I am working with a nearly Archimedian Spiral (change in radius is linear). It progresses in time, and I have taken the newest point along the spiral at .4s time intervals. (That may not be too important here though).
So with this image in mind (an (x,y) plot), I want to smooth out the curves. The kinks in the current image indicate the measurements that I took. I have the radial vectors for those points, but I want to find the radial vectors (or (x,y) coordinates) along the newly fit curve.
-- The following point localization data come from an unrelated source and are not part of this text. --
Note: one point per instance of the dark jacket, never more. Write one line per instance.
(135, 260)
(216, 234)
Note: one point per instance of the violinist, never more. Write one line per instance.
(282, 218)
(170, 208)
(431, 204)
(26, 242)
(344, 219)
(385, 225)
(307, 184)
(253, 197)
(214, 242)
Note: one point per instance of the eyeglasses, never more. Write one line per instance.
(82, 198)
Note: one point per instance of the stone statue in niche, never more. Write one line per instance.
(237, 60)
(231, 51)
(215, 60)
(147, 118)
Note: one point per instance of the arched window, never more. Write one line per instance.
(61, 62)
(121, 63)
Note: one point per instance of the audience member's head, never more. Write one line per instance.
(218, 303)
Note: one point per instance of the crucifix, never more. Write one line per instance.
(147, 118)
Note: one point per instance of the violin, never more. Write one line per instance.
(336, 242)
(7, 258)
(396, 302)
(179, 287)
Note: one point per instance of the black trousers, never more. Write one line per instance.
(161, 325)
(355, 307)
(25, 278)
Ultimately, I need a continuous set of data for this spiral.
Let me consider the most general problem where you have $n$ ordered data points of coordinates $(x_i,y_i)$.
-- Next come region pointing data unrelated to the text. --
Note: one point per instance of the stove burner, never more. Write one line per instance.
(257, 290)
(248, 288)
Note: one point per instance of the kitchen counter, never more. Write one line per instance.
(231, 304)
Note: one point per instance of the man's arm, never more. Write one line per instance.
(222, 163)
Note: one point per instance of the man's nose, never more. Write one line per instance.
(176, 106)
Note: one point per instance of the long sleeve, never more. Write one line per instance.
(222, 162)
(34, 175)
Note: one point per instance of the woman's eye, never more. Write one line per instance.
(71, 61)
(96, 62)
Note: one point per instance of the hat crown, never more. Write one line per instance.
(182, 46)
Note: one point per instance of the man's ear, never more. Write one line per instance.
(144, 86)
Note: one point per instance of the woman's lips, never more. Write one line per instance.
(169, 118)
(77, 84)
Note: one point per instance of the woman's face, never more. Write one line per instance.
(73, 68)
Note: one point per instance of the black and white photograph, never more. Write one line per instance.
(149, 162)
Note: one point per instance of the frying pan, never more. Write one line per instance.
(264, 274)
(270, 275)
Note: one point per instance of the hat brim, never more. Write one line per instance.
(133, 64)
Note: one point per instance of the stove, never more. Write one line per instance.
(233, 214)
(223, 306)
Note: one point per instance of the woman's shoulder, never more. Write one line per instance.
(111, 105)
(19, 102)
Compute for each data point the distance parameter $d_i$ defined as $$ d_{i+1}=d_i+\sqrt{(x_{i+1}-x_i)^2+(y_{i+1}-y_i)^2} \qquad (i=1,\cdots,n-1)$$ with $d_1=0$.
After that, for each data point $i$, $(x_i,y_i,d_i)$. So, build two parametric cubic splines, one for $x=f(d)$ and another for $y=g(d)$, $d$ varying from $0$ to $d_n$. The splines will exactly go through all the data points.
Now, for a choosen value of $d$ (which is a continuous variable), you can compute the corresponding $x$ and $y$ and get a smooth description of the whole curve.